2.9 Gedaagde zal als de in het ongelijk gestelde partij in de kosten van deze procedure worden veroordeeld met inachtneming van het navolgende. Onduidelijk is waarom eiseres de onderhavige procedure heeft aangebracht bij deze voorzieningenrechter, daar waar ook de kantonrechter bevoegd is tot het geven van een voorziening zoals gevorderd. De handelwijze van eiseres brengt met zich mee dat gedaagde, als de in het ongelijk gestelde partij, geconfronteerd wordt met een totaalbedrag aan kosten van € 842,00, te weten € 575,00 voor eiseres en € 267,00 voor gedaagde, aan griffierecht, daar waar zij bij de kantonrechter "slechts" met een bedrag van € 109,00 aan griffierecht wordt geconfronteerd. De voorzieningenrechter vindt het onjuist om de nadelige financiële gevolgen van de keuze voor deze voorzieningenrechter op gedaagde af te wentelen. Zoals gezegd wordt gedaagde, door haar verschijning in rechte, door de griffier belast met een bedrag van € 267,00 aan griffierecht. Met in achtneming van het vorenstaande komt het de voorzieningenrechter billijk voor om een gedeelte van het verschuldigde griffierecht groot € 575,00, als nodeloos veroorzaakt, voor rekening van eiseres te laten. Ook voor de bepaling van de hoogte van het gemachtigdesalaris zal worden uitgegaan van het liquidatietarief van de sector kanton zodat een bedrag van € 400,00 zal worden toegewezen.

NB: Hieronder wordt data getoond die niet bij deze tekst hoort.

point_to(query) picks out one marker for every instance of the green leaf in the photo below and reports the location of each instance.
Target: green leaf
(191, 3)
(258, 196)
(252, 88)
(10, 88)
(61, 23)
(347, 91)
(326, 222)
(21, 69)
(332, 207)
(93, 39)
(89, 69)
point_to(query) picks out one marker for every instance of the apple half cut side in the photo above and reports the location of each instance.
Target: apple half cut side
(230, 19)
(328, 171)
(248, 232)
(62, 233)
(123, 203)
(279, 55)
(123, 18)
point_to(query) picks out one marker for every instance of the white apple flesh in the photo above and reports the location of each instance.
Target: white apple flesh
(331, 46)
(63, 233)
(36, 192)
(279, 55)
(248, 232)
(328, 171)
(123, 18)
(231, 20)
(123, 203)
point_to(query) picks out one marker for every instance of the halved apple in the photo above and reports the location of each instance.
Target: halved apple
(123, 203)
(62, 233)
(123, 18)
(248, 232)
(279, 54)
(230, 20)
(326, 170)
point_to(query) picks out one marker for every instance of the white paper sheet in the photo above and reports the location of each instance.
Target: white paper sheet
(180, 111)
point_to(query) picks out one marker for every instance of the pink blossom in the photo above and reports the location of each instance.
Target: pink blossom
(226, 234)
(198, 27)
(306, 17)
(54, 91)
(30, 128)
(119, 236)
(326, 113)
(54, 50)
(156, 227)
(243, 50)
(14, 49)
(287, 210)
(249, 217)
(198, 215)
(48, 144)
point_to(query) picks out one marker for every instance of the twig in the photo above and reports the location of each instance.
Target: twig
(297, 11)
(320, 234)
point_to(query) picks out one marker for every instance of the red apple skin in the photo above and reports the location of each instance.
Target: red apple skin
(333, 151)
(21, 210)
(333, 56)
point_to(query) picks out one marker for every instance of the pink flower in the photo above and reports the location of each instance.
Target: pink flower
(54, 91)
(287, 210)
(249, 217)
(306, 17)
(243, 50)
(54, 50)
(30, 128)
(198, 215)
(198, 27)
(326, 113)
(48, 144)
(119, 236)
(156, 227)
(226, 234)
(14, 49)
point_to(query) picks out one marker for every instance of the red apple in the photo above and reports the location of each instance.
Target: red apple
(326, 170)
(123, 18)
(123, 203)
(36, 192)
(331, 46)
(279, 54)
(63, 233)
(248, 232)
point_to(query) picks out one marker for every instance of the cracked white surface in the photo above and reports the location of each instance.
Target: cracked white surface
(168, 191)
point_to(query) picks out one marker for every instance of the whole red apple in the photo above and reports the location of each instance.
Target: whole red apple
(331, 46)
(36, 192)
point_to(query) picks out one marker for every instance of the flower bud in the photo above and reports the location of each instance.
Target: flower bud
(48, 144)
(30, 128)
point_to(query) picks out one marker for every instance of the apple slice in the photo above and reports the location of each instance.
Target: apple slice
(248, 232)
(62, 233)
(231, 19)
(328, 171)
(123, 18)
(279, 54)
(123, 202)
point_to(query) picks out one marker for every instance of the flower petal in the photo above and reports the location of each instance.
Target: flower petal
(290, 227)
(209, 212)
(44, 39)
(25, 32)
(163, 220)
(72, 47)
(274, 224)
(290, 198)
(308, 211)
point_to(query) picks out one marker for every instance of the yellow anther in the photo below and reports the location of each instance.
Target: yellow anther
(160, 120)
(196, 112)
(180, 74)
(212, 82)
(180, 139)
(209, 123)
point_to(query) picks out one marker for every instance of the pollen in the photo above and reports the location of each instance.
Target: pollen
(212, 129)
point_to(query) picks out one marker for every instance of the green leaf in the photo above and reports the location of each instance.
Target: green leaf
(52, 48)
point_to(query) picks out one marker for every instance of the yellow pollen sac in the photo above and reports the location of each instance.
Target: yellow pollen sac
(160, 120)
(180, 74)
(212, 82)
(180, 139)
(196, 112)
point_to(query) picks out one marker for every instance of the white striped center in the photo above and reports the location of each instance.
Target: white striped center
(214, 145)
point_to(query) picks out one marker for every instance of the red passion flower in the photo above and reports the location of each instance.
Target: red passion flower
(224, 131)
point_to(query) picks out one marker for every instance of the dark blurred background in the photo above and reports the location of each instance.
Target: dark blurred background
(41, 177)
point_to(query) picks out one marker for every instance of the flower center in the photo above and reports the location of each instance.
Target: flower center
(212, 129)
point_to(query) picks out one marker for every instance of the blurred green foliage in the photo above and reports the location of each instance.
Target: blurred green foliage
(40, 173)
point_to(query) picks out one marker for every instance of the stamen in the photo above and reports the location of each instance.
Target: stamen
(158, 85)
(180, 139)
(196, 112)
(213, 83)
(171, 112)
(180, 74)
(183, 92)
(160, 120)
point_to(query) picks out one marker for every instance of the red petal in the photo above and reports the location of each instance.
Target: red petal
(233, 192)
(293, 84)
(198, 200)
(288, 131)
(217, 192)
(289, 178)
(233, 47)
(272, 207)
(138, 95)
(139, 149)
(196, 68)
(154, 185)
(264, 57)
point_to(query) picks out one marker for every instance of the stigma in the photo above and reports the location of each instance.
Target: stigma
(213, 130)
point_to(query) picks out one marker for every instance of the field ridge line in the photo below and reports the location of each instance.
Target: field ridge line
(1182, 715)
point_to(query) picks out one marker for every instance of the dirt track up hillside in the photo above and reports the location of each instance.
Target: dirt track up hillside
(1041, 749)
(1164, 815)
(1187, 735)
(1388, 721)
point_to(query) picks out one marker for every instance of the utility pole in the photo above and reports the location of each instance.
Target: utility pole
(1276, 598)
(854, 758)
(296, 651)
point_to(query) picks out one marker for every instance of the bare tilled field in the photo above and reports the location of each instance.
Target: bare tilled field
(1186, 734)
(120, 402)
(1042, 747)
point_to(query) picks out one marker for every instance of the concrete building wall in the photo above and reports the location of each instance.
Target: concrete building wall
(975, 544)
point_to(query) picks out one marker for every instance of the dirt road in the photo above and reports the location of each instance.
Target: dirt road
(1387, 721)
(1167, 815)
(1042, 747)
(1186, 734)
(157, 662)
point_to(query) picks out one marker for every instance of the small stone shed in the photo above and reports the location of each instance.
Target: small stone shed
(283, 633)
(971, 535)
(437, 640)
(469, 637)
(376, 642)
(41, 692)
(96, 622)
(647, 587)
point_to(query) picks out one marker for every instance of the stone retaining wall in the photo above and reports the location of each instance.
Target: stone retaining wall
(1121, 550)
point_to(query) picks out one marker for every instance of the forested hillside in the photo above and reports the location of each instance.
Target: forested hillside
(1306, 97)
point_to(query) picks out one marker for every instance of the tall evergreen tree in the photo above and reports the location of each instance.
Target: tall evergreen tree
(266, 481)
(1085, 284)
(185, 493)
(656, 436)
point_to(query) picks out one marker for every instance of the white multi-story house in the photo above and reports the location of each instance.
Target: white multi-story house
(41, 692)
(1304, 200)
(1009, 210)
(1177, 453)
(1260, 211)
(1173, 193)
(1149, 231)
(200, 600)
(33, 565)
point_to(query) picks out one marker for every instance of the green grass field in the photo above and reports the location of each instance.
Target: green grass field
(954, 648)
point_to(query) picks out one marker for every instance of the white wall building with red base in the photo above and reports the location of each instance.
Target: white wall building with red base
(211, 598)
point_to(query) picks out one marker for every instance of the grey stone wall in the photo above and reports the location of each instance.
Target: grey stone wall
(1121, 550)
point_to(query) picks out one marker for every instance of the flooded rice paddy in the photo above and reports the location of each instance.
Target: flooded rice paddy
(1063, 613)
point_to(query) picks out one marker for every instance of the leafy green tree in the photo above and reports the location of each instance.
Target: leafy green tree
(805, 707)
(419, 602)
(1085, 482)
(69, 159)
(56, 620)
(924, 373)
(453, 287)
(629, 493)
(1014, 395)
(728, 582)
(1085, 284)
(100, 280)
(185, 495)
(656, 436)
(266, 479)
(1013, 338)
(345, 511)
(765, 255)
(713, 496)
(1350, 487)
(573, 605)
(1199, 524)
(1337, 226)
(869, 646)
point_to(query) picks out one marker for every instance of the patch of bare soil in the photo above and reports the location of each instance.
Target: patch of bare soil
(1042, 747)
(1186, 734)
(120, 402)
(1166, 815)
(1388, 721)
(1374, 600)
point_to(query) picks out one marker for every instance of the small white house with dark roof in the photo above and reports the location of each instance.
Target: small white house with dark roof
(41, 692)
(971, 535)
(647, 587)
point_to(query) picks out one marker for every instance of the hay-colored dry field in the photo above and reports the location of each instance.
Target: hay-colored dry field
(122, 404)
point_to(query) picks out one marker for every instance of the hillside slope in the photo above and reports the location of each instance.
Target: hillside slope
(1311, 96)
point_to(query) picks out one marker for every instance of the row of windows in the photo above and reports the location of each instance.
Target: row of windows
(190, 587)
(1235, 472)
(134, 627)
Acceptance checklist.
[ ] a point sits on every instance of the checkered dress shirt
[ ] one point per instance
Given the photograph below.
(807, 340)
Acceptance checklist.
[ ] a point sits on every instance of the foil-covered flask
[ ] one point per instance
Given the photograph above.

3.1 veroordeelt gedaagde om uiterlijk 1 maand na betekening van dit vonnis de woning aan de [adres] te [woonplaats] met al de haren en het hare te verlaten en te ontruimen.
3.2 Veroordeelt gedaagde in de kosten van deze procedure, tot op heden aan de zijde van eiseres begroot op € 100,64 aan verschotten en € 400,00 aan salaris van de advocaat.
3.3 Verklaart dit vonnis uitvoerbaar bij voorraad.
3.4 Wijst af het meer of anders gevorderde.
Dit vonnis is gewezen te Almelo door mr. M.L.J. Koopmans, voorzieningenrechter, en op 5 december 2012 in het openbaar uitgesproken in tegenwoordigheid van de griffier.